4.1. Data generation

Synthetic data was generated according to the montage and stimulus design employed in Gervain et al. (2012). In that study, NIRS was acquired in 22 newborns using a montage with 24 channels (Fig. 8). We thus generated a synthetic dataset with 22 “participants”, each with 24 time series corresponding to the 24 channels. Like in the original study, the time series comprised 14 trials, each lasting approximately 18 s, and spaced at time intervals of varying duration between 25 and 35 s.

The design of the experiment (figure adapted from Gervain et al., 2012).
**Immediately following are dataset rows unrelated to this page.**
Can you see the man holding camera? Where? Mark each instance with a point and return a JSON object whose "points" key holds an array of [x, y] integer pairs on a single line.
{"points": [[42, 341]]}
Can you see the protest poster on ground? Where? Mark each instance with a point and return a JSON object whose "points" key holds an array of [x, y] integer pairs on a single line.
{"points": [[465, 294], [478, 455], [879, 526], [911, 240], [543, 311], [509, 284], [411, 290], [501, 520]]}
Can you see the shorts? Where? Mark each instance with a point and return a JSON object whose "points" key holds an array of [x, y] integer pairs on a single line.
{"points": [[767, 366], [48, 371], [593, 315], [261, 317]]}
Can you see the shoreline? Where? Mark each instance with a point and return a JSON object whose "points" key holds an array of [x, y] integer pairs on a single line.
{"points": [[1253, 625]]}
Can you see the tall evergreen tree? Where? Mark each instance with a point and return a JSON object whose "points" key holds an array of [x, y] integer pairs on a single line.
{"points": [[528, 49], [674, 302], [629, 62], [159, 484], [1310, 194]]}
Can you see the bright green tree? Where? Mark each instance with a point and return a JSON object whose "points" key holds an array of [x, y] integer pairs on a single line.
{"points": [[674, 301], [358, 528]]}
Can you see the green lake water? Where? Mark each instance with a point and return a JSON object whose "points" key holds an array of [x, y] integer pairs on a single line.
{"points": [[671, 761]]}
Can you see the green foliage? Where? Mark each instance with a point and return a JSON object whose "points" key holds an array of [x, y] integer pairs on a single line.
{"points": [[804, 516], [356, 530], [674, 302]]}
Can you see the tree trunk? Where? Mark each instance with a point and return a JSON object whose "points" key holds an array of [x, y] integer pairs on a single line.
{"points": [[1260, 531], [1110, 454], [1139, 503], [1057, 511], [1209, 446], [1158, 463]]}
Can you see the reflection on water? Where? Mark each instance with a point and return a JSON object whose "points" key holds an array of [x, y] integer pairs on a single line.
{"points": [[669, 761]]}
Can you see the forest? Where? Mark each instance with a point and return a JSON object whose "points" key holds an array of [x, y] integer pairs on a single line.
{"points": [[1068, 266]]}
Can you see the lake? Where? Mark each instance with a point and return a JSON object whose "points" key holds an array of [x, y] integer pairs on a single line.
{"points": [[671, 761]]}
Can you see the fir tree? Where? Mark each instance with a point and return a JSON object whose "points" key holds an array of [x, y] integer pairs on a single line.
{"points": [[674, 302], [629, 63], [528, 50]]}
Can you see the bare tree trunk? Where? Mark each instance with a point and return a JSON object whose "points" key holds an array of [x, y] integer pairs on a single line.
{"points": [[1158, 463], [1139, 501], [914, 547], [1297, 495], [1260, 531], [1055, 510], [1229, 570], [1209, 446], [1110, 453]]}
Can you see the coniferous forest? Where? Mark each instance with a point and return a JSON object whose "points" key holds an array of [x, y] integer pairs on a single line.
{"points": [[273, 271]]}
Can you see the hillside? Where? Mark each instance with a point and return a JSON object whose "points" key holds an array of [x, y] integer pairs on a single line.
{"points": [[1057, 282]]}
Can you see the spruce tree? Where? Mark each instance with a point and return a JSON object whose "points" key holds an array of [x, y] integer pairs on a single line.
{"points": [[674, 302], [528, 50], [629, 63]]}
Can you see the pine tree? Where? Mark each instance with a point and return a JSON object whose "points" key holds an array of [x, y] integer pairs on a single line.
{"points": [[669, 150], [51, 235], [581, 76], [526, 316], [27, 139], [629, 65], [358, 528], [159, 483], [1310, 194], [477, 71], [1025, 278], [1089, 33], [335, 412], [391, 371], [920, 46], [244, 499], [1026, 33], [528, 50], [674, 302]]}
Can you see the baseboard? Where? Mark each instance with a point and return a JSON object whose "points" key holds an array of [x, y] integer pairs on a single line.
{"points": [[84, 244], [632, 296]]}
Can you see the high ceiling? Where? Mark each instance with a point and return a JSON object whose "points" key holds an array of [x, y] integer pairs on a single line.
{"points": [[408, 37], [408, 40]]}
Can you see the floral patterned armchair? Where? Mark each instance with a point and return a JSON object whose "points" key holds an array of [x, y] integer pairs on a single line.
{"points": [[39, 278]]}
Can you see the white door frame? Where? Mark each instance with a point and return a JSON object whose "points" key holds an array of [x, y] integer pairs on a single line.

Synthetic data was generated using tools available in the Brain AnalyzIR Toolbox for Matlab (Santosa et al., 2018). For each participant, baseline noise was produced by first generating white noise, then imposing temporal correlation on it by employing an autoregressive model of order 30. Different channels were not spatially correlated. Then, to simulate the contribution of heart rate, respiration and Mayer waves to the NIRS signal, the signal amplitude was increased by a factor ranging between 0.01 and 0.03 mM x mm (amounting to about 3–10 % of the total signal change, (Boas et al., 2004)) at frequencies typical of the newborn HRF, namely in the ranges around 1.5 ± 0.2 Hz, 0.25 ± 0.05 Hz and 0.1 ± 0.02 Hz, respectively.

To this “resting state” dataset, we then added HRFs and motion artifacts, simulating functional responses. Twenty different such functional datasets were created by systematically varying the parameters of the HRFs and the artifacts. Motion artifacts were added, in the form of spikes and baseline shifts. Spikes were modelled as a sudden change of voltage ranging between 0.1 and 2 V across the 20 datasets, while baseline shift artifacts were modelled as a random positive or negative change of voltage, also ranging between 0.1 and 2 V. In turn, HRFs had an amplitude value ranging between 0.1 and 0.35 mM x mm for HbO, between -0.05 and -0.175 mM x mm for HbR and an onset-to-peak time of 6 s. HRFs were added to 12 channels, i.e. 50 % of all channels. These will be referred to as “active channels”.

Using this procedure, for each participant, channels within the same datasets differed in terms of baseline and physiological noise but shared the same HRF and artifact amplitudes, while the same channel across different datasets shared the same baseline noise, but differed in terms of HRFs and motion artifacts.

The scheme in Fig. 3 describes the simulation steps and shows an example of simulated data. This approach for producing synthetic fNIRS data is similar to the one used in other studies investigating analysis methods (Barker et al., 2013; Gemignani et al., 2018; Huppert, 2016).

The scheme describes the workflow that was employed to produce the synthetic dataset. First, temporally correlated noise was generated. Then, the amplitude of the signal was increased at specific frequencies to resemble the contribution of physiological noise. After that, hemodynamic responses were added according to a stimulus design and lastly, motion artifacts were included in form of spikes and shifts. The last panel at the bottom shows an example of a simulated dataset (left: light intensities, right: corresponding concentration changes).